Note: Closures are Send + Sync + 'static. If you need to read shared mutable state, wrap it in Arc<Mutex<…>> or Arc<RwLock<…>> and clone the handle into the closure.

use std::sync::{Arc, Mutex};

let state = Arc::new(Mutex::new(GameState::default()));
let state_for_fn = Arc::clone(&state);

runner.library_mut().register("reputation", move |args| {
    let Some(Value::Text(faction)) = args.first() else {
        return Err(DialogueError::Function {
            name: "reputation".into(),
            message: "expected one string argument (faction name)".into(),
        });
    };
    let s = state_for_fn.lock().unwrap();
    Ok(Value::Number(s.reputation(faction) as f64))
});

Dialogue calls reputation("thieves_guild") and gets a live number back.

Validating arguments

Bubbles gives you the arguments as a Vec<Value>. Validate them up front and fail clearly:

runner.library_mut().register("distance", |args| {
    let [Value::Number(x1), Value::Number(y1),
         Value::Number(x2), Value::Number(y2)] = args.as_slice() else {
        return Err(DialogueError::Function {
            name: "distance".into(),
            message: "expected 4 numbers (x1, y1, x2, y2)".into(),
        });
    };
    let dx = x2 - x1;
    let dy = y2 - y1;
    Ok(Value::Number((dx * dx + dy * dy).sqrt()))
});

The error message surfaces in DialogueError, so cargo run shows a precise complaint when someone typos the arguments.

Shadowing built-ins

You can re-register any name - register replaces an existing function. Handy if you want deterministic dice in tests:

#[cfg(test)]
runner.library_mut().register("dice", |_args| Ok(Value::Number(4.0)));

Your dialogue still writes dice(6, 3), but now it always yields 4. The script doesn’t change; the test becomes deterministic.

A game-sized example

Here’s a has_item function that checks the player’s inventory. The dialogue author doesn’t need to know anything about how items work - they just ask.

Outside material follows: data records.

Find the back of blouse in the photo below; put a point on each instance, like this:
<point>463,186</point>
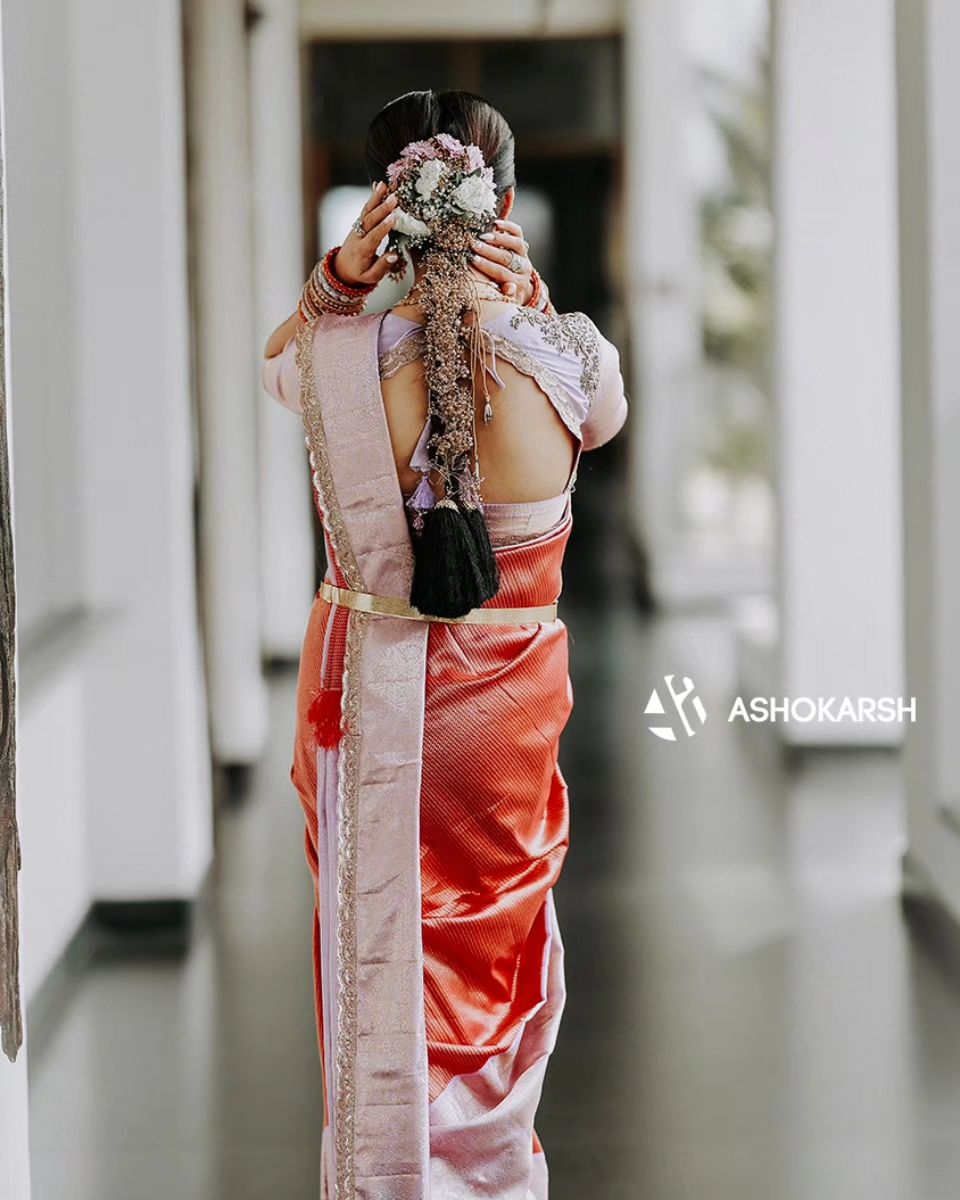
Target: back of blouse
<point>551,388</point>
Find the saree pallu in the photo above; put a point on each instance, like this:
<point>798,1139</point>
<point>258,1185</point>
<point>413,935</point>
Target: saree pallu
<point>436,828</point>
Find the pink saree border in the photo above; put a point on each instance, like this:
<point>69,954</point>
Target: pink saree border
<point>379,1107</point>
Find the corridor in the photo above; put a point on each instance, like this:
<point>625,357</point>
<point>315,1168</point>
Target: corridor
<point>750,1013</point>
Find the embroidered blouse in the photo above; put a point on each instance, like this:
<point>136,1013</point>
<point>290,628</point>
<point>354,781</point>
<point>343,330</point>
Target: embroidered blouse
<point>568,358</point>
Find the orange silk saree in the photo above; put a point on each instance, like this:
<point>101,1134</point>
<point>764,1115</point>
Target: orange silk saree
<point>436,827</point>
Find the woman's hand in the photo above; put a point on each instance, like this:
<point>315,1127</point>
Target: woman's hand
<point>502,256</point>
<point>358,263</point>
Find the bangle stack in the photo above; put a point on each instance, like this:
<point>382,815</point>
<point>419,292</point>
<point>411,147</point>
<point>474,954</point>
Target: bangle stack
<point>324,292</point>
<point>540,298</point>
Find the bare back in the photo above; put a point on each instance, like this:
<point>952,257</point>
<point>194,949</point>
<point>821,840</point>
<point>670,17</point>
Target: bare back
<point>526,451</point>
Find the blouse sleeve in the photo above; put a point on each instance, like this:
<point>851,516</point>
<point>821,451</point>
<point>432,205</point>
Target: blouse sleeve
<point>607,411</point>
<point>281,377</point>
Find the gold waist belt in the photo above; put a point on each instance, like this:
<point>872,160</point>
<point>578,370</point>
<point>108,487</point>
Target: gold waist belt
<point>393,606</point>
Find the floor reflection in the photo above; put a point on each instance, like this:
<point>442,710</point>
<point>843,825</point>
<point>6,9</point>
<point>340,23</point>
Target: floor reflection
<point>750,1013</point>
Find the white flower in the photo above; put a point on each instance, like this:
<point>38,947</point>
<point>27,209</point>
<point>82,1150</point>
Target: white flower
<point>409,225</point>
<point>474,195</point>
<point>429,175</point>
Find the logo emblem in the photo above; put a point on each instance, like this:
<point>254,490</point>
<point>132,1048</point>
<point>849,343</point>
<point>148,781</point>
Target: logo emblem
<point>678,699</point>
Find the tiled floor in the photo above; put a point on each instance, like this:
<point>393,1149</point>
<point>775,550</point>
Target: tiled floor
<point>750,1014</point>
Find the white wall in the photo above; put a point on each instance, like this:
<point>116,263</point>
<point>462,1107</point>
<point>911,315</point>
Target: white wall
<point>113,759</point>
<point>837,358</point>
<point>287,553</point>
<point>929,99</point>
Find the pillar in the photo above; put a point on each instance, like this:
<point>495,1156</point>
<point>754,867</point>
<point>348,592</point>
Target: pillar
<point>835,360</point>
<point>229,394</point>
<point>663,271</point>
<point>147,761</point>
<point>287,565</point>
<point>928,43</point>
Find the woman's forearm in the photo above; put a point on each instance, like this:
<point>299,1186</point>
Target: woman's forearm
<point>281,335</point>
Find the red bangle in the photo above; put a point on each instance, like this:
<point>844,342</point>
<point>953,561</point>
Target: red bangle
<point>336,283</point>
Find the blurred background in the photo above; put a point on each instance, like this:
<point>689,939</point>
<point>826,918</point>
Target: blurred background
<point>760,204</point>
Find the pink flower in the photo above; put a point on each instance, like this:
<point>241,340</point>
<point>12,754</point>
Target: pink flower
<point>474,157</point>
<point>449,143</point>
<point>419,151</point>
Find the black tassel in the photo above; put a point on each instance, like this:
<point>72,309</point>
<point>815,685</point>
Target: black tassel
<point>448,575</point>
<point>484,556</point>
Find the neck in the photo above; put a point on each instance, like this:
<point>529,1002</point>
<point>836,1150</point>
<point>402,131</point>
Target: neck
<point>485,286</point>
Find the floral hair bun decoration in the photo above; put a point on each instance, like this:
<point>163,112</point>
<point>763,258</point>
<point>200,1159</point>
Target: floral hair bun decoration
<point>441,183</point>
<point>448,197</point>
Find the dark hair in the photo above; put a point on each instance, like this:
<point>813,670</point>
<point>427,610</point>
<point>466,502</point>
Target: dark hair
<point>423,114</point>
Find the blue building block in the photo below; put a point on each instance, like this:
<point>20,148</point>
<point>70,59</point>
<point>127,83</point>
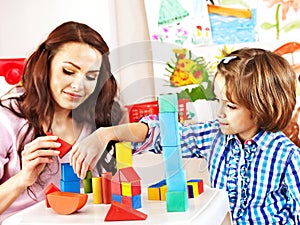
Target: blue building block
<point>136,202</point>
<point>117,198</point>
<point>177,201</point>
<point>169,131</point>
<point>70,186</point>
<point>168,103</point>
<point>173,161</point>
<point>177,182</point>
<point>67,173</point>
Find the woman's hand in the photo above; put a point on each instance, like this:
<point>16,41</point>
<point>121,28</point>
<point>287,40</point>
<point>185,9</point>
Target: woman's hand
<point>35,156</point>
<point>85,155</point>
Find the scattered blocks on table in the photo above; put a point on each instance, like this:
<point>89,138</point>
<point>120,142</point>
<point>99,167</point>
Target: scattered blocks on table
<point>195,186</point>
<point>106,187</point>
<point>51,188</point>
<point>121,212</point>
<point>66,203</point>
<point>177,201</point>
<point>97,190</point>
<point>64,148</point>
<point>69,181</point>
<point>123,154</point>
<point>87,182</point>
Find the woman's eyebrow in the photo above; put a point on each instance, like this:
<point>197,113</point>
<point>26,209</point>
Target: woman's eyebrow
<point>78,67</point>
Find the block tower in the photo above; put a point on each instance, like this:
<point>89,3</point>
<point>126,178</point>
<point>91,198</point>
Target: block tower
<point>69,181</point>
<point>126,184</point>
<point>177,194</point>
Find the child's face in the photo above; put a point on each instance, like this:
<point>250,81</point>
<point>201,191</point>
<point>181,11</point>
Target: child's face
<point>233,118</point>
<point>73,74</point>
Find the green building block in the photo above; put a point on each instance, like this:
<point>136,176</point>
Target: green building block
<point>168,103</point>
<point>177,201</point>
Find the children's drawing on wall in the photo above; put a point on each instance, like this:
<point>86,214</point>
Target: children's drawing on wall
<point>233,22</point>
<point>182,22</point>
<point>284,19</point>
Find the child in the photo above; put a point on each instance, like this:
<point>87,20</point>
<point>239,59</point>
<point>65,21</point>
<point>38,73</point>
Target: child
<point>246,151</point>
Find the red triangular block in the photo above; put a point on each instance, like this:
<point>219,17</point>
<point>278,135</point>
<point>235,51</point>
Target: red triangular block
<point>121,212</point>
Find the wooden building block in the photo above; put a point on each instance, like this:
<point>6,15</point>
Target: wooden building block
<point>168,103</point>
<point>117,198</point>
<point>169,130</point>
<point>70,186</point>
<point>123,154</point>
<point>177,201</point>
<point>66,202</point>
<point>126,188</point>
<point>64,148</point>
<point>116,187</point>
<point>97,190</point>
<point>51,188</point>
<point>106,187</point>
<point>193,191</point>
<point>67,173</point>
<point>163,192</point>
<point>199,183</point>
<point>87,182</point>
<point>121,212</point>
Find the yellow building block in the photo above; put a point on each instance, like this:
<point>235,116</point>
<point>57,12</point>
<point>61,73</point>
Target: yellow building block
<point>123,155</point>
<point>163,192</point>
<point>97,190</point>
<point>126,189</point>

let inventory = Arc::clone(&inventory_handle);

runner.library_mut().register("has_item", move |args| {
    let Some(Value::Text(item)) = args.first() else {
        return Err(DialogueError::Function {
            name: "has_item".into(),
            message: "expected one string argument (item id)".into(),
        });
    };
    Ok(Value::Bool(inventory.lock().unwrap().contains(item)))
});

runner.library_mut().register("count", {
    let inventory = Arc::clone(&inventory_handle);
    move |args| {
        let Some(Value::Text(item)) = args.first() else {
            return Err(DialogueError::Function {
                name: "count".into(),
                message: "expected one string argument (item id)".into(),
            });
        };
        Ok(Value::Number(inventory.lock().unwrap().count(item) as f64))
    }
});

And in the dialogue:

<<if has_item("rusty_key")>>
    Aria: The old key might fit this lock.
<<elseif has_item("lockpicks")>>
    Aria: We could pick it.
<<else>>
    Aria: Dead end. No way in.
<<endif>>

Merchant: {count("apple")} apples, is it? That's {count("apple") * 2} gold.

The story branches, counts, and does arithmetic on live game state - all from a .bub file a writer can edit without touching Rust.